The fish we caught this year were healthy. Spring 2014 I caught a lot of small steel on a temp break half way to Wisconsin that were thin.


----------



## Robert Holmes (Oct 13, 2008)

Far Beyond Driven said:


> This past year was completely different. Whereas you needed 15# to get on the top 3 in our year long derby in 2014, third place this year was 8.5#. Wish I'd been watching that closer as I released a 9# hen (my best this year) over Christmas break.
> 
> The fish we caught this year were healthy. Spring 2014 I caught a lot of small steel on a temp break half way to Wisconsin that were thin.

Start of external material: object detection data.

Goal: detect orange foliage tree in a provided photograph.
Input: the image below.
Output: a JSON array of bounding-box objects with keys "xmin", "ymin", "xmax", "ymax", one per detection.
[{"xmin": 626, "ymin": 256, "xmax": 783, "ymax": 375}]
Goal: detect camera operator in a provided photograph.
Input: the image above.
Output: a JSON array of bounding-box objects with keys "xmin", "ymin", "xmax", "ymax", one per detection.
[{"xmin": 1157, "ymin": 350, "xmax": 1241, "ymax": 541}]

You might do better this year as they are getting fat on wigglers, crayfish, and gobies. Everyone that I have caught through the ice this winter is loaded with a combination of the three. Most of the steelhead that I have pulled through the ice are 7 pound or larger fish. I have caught a few that were 10# plus. Without many salmon to compete with for food I do believe that the steelhead in the NLP and UP will be larger fish. Even the smaller steelhead that I am catching are pretty chunky fish.


----------



## nighttime (Nov 25, 2007)

Robert Holmes said:


> I don't think that you will find too many real big steelhead in the SW or SE part of the state due to the competition for food among the trout and salmon. The NLP, UP, and Canada on the other hand 10+ steelhead are quite common. I landed a 12 pound male on a tip up a week ago in the UP.


You'd be surprised


----------



## Multispeciestamer (Jan 27, 2010)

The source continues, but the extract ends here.